The latest online privacy threat shows just how difficult it is to protect your personal information. Most of us know not to download apps from untrustworthy sources, but we probably wouldn’t think twice about downloading an app from the Apple App Store, particularly if it were from a company you know.
Unfortunately, that trust may be misplaced, because apps from big brands including Abercombie & Fitch, Air Canada, Expedia, Hotels.com, and more have been quietly recording your actions. It’s not for nefarious purposes: these apps use a piece of software called Glassbox to record your screen, providing developers with screenshots of their app in action. It lets app-makers see how you use the app so they can improve it and fix bugs. While that may sound like a good thing, it means developers could be collecting personal information on you.
Glassbox itself stresses that it supports users’ privacy, providing developers with tools to hide personal information in screenshots. This mask hides fields that would contain personal data — like passwords, addresses, and credit card numbers — behind a black box. But while Glassbox provides these tools, developers don’t always use them properly. For example, the Air Canada app blacks out your password when you log on, but not when you create an account or change your password. It also blocks out your credit card number in the first screenshot, but not in subsequent screenshots.

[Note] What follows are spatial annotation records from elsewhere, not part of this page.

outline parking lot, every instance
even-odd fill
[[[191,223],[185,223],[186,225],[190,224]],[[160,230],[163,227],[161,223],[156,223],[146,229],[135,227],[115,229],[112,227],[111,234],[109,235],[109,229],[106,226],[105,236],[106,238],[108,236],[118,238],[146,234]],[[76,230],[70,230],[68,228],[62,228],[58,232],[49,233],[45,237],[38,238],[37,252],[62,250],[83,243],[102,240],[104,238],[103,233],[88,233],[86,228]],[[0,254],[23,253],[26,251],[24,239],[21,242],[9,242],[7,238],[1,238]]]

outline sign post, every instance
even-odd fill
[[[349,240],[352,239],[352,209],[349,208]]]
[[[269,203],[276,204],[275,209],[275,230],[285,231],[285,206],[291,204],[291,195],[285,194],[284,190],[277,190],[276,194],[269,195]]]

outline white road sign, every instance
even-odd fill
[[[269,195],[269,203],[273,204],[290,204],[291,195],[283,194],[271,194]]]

Even if you trust these apps to collect your personal information — after all, you’re giving Air Canada your credit card number to make a purchase — providing a credit card number for payment is a different thing than letting developers see it in a screenshot. These unencrypted screenshots aren’t a secure way to store private information, and they would be easy for hackers to snag them when they were uploaded to company servers. Last year hackers did get into Air Canada’s mobile app data, and though the company said they didn’t get any credit card data at the time, it suggests that this screenshot data may be there for the taking, too.
That’s a problem. The App Store requires apps to get explicit consent to record user data — and apps aren’t supposed to record without a visual indication that they’re doing it. None of these apps do, and now Apple is warning developers to remove recording features if they want their apps to remain in the App Store. It’s good news for users because without Apple’s intervention, we would have no way to tell if our information was being recorded or not — hopefully we can now assume that it won’t be.

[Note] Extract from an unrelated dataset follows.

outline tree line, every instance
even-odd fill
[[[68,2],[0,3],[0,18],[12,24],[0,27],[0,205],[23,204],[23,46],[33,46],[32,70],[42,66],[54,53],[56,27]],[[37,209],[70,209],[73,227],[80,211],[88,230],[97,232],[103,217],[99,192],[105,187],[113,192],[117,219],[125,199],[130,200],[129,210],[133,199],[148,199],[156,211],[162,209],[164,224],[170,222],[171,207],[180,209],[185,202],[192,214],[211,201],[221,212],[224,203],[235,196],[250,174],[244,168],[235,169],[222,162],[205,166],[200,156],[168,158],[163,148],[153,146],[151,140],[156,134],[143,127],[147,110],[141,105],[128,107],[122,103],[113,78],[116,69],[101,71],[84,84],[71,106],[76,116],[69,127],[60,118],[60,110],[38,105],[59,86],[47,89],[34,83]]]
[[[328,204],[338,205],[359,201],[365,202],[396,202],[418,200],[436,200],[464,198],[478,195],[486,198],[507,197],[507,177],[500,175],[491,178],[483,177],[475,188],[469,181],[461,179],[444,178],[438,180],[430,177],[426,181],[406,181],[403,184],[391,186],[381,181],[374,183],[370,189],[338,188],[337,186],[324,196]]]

But the larger problem is that Glassbox isn’t the only company that does this type of screen capture — and these apps may not be the only ones collecting data without notifying us. Glassbox and other services are also available on Android, so the problem probably isn’t limited to Apple devices. Google’s policy for Android apps is similar to Apple’s policy for iOS apps: nothing should be collecting user data without notification. But because these apps made it on to Apple’s App Store, there’s a fair chance similar apps are on Google Play.